Really, this is just a re-wording of the fundamental purpose of a campus web portal, but after our horrific experience with Campus Pipeline, significant resistance had arisen to the single gateway concept. (Some out-of-context legacy IT mumbo-jumbo about avoiding SPOFs that might have been true in the 90s fed this resistance as well.) People responsible for these other enterprise apps wanted to make sure that the non-portal avenues to their apps were widely publicized. They were questioning the reliability of the new Portal. Fortunately, with a mixture of CAS, some load-balancing content switches, and (most importantly) top-end admin/developer and network talent, those dragons were slain.

Portal Usage: 2006 Year in Review

Friday, January 26th, 2007

It was a good year for the portal. In general, people used it exactly as we intended. They logged in, they got to WebCT, e-mail, and PeopleSoft without having to login again. In general, the portal work as a portal. Hooray, Portal!

portal-usage-2006-sm.png

Can you spot the summer months? I knew you could! So, some obvious observations:

  • Fall semester starts off with a bang. People tend to login in more than once a day during that period. This makes sense because there is a lot of schedule checking, adding, dropping, and grabbing of WebCT information.
  • Summer is slow. People rarely login more than once a day.
  • Spring break is a lot like summer, only shorter and probably not as warm.

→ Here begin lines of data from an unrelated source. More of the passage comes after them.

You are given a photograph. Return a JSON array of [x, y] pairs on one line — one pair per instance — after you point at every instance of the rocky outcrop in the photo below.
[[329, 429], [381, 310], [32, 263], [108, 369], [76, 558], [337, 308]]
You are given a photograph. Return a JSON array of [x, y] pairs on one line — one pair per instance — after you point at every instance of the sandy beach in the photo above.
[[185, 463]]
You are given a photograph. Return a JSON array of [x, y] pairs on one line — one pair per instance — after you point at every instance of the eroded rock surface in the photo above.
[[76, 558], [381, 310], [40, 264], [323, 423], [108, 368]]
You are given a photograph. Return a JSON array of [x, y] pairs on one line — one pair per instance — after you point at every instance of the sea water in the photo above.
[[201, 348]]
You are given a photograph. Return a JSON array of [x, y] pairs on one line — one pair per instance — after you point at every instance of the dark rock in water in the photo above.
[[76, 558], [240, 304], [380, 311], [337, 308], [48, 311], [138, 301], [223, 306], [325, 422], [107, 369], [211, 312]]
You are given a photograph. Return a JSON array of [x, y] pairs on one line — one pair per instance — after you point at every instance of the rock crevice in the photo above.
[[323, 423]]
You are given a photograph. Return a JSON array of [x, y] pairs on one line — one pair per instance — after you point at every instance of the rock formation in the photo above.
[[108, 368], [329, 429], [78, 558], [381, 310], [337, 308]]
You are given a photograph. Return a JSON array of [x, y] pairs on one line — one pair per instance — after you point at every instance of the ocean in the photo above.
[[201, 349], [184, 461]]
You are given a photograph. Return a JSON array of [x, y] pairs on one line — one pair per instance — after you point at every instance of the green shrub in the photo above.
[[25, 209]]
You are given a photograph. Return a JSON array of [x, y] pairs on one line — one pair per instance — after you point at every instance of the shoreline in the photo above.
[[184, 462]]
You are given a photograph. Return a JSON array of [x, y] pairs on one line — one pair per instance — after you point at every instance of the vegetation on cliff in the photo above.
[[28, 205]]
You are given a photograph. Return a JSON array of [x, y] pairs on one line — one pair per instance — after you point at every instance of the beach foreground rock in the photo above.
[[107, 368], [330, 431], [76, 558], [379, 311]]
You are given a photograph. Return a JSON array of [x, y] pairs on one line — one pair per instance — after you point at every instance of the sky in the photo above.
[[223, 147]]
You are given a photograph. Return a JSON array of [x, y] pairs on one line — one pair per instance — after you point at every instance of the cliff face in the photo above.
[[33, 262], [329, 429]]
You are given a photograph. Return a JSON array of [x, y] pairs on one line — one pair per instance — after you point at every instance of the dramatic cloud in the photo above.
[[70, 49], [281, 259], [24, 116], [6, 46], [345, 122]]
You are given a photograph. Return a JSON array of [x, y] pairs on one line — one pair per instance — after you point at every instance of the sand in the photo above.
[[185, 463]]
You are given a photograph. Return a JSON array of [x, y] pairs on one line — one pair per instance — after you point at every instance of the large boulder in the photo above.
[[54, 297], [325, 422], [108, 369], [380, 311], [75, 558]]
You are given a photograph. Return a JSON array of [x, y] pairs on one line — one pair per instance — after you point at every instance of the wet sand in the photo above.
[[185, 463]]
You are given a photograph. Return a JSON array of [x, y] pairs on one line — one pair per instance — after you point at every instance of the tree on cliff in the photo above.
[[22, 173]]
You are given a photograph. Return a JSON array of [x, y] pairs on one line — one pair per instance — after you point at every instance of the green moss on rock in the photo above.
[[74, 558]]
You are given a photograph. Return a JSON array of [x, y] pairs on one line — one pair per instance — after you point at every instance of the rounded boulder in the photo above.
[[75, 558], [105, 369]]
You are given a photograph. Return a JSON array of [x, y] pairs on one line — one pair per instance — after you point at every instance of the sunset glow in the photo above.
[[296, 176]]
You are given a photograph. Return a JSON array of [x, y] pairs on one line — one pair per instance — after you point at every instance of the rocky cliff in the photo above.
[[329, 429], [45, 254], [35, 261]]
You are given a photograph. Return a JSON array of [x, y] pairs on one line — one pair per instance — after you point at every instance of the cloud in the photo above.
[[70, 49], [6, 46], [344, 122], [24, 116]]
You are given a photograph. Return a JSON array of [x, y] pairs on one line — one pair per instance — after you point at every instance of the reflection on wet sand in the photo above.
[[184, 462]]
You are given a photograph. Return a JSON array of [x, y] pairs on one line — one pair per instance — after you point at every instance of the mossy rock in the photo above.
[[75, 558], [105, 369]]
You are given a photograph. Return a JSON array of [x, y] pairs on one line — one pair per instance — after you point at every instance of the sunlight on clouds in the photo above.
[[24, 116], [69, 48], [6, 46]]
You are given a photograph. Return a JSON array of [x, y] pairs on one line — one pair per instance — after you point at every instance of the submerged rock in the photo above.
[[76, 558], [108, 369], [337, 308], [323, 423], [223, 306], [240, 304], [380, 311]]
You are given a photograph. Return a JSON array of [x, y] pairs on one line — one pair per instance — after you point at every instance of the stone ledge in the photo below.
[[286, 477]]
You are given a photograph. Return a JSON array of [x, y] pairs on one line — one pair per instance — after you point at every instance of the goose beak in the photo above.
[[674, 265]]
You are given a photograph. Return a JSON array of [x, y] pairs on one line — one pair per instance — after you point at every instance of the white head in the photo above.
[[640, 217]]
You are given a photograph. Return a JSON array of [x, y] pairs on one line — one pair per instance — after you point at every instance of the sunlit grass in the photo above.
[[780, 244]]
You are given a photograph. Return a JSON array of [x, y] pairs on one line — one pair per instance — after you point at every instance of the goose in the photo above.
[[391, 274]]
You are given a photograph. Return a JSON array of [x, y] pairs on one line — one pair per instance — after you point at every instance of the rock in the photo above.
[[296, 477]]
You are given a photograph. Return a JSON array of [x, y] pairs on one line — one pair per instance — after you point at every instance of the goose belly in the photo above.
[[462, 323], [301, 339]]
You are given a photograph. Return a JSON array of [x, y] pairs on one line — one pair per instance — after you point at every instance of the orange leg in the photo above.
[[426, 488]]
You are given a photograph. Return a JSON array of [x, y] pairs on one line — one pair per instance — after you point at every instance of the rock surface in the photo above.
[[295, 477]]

So, what is the difference between logins and unique users? That’s an excellent question. Logins count all the times people login to the portal. If you login 3 times in one day, we count them all. To get a unique user count, we ignore how many times a person would login in a day and just count them once. This accounts for the discrepancy in our line plots. (*Note:* For the uportal geeks out there, we’re not counting guest sessions.)